媚娘问道:“我听说父亲过继了个叫三思的侄儿,怎么没见到他?”
杨氏叹了口气:“他现在可不一样了!天天跟一群朋友混在一起,不是吟诗作对,就是高谈阔论。”
“每天都在外头喝得醉醺醺的才回来。”
媚娘又问:“我都忘了,他今年几岁了?”
“当年过继他来的时候,才三岁。”杨氏说,“现在都十五岁了,看着人模人样的,就是不知道肚子里有没有真才实学。”
正说着,就见武三思醉醺醺地走了进来。
杨氏连忙喊道:“三思!你家姑娘回来了,快过来拜见!”
媚娘和小喜赶紧起身,跟三思行了礼。
三思眯着醉眼,上下打量着媚娘,说道:“姑娘在宫里享尽荣华富贵,怎么朝廷听了那些大臣的胡话,把你赶出来了?还要去削发为尼?”
“这皇帝也太无情了,居然舍得放你出来!”
一句话戳中了媚娘的伤心处,她忍不住落下泪来。
三思见状,又安慰道:“姑娘你别难过,我看那些尼姑活得可快活了,一点忧愁都没有。”
媚娘刚出宫时,心里确实很难受。
可如今见三思长得眉清目秀,年纪又小,心里的伤感顿时少了大半。
晚上吃过饭,三思见父母和小喜都走开了,立马凑到媚娘身边,带着酒气说道:“姑娘,你这一头乌黑的青丝,日后怎么舍得剃掉啊?”

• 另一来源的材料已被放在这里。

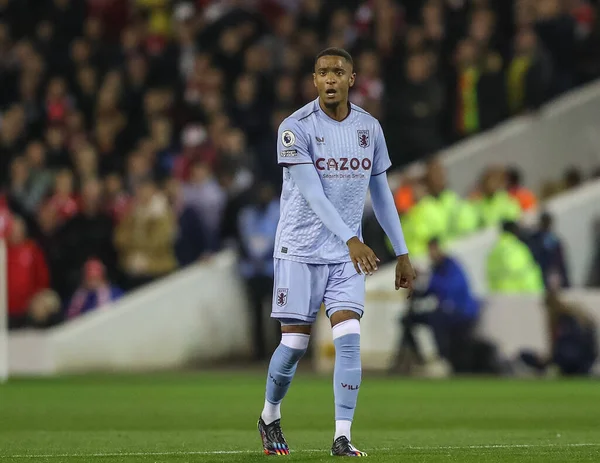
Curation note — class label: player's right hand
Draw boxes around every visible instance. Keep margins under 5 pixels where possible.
[346,236,379,275]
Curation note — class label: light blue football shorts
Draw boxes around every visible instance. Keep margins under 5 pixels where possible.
[271,259,366,325]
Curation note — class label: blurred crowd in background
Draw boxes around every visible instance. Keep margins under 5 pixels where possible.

媚娘只当他是小孩子,又是自家骨肉,便把他搂进了怀里。
三思又问:“姑娘晚上睡在哪里?”
“就跟母亲睡一个房。”媚娘答道。
“我有好多话要问姑娘,今晚我陪姑娘睡吧!”三思得寸进尺。
媚娘想了想,说:“有什么话,等我母亲睡着了,你再进房来说。”
三思眼睛一亮:“好!那你可千万别闩门!”
媚娘轻轻点了点头。
当天夜里,武三思等到父母都睡熟了,悄悄溜进了媚娘的房间。
两人竟做出了违背伦理的苟且之事。
过了几天,武士彟察觉到不对劲,担心再这样下去会闹出大乱子,赶紧打发媚娘和小喜出发去感业寺。

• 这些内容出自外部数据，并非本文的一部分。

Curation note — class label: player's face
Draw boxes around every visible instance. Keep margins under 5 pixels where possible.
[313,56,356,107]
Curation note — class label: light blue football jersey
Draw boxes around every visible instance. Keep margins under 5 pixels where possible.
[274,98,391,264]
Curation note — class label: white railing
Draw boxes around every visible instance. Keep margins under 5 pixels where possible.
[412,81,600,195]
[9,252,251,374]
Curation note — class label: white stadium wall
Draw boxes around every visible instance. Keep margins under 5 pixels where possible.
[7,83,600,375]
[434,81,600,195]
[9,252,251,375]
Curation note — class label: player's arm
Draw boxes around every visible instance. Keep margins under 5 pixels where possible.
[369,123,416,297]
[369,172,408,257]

武三思送了她们一两里路,媚娘悄悄对他说:“侄儿,你要是想我,等考试的时候,就直接到感业寺来见我。”
三思连连点头,含泪与媚娘告别。
媚娘和小喜在路上走了几天,终于到了感业寺。
庵主法号长明,亲自出来迎接。
一见到媚娘,长明老尼就看呆了——这姑娘长得千娇百媚,跟花儿似的;再看旁边的小喜,二十四五岁的年纪,风姿绰约,也不像是能安心出家的主。

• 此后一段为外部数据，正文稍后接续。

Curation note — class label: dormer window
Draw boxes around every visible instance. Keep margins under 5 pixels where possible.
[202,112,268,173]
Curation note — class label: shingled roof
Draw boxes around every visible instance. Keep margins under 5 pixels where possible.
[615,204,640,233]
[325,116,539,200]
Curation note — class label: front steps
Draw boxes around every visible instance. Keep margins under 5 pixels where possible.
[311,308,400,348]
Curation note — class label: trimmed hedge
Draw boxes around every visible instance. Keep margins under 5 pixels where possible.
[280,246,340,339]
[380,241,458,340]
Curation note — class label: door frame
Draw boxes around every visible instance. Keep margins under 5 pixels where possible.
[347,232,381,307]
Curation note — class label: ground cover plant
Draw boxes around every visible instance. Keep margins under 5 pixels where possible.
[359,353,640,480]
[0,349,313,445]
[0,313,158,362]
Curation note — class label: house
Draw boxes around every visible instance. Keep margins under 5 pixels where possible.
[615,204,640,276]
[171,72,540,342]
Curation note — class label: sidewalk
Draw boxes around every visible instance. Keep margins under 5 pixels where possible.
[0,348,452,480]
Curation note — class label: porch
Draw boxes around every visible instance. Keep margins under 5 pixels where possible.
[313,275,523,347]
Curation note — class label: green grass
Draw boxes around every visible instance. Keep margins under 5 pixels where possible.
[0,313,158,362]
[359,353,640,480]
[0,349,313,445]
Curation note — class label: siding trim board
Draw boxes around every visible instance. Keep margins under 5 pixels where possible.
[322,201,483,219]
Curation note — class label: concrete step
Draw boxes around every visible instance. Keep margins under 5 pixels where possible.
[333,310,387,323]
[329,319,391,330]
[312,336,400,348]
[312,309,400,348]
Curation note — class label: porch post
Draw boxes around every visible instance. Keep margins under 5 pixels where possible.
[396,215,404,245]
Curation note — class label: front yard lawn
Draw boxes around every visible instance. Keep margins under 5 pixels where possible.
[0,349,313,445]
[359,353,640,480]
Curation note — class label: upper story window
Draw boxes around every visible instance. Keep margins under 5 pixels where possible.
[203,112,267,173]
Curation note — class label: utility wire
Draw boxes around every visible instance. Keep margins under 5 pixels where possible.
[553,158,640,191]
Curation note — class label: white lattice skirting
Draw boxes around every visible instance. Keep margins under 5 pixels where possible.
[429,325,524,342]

老尼在心里嘀咕:“这俩都是这般风流模样,怎么可能真心出家?”
她把两人领到佛堂,里面有四五个徒弟正在演奏法器。
长明老尼让媚娘参拜了佛祖,随后就为她剃了发。
小喜也换了出家人的装扮,在佛前忏悔完毕。
音乐停下后,几个徒弟过来与媚娘、小喜见礼。
小喜一眼就瞥见了第四个徒弟,觉得眼熟得很,像极了女贞庵里的二师父。
刚见面不好说破,两人只是互相打量了一番。
长明介绍道:“这四位都是我的徒弟。”
她指着其中一个徒弟说:“这位是去年冬天来的,法号怀清。”
随后,长明领着媚娘和小喜去住处:“这两间房是你们住的,隔壁就是怀清师父的卧室。”
媚娘点点头,暂时安顿下来,打算先安心住一段时间。
到了黄昏,小喜笑嘻嘻地走进来。
媚娘打趣道:“你这丫头,倒像是常年做尼姑的,都到这地方了,还有心思笑?”
小喜笑着说:“夫人您不知道!那位怀清师父,就是女贞庵李夫人的妹妹,我认识她!”
“刚才第一次见面,不好直接认亲,我刚去她房里问了别后的情况,所以才这么开心。”
媚娘好奇地问:“什么女贞庵李夫人?”
小喜就把当年隋萧后回南方上坟,在女贞庵与隋南阳公主以及秦、狄、夏、李四位夫人相会的事情,详细说了一遍。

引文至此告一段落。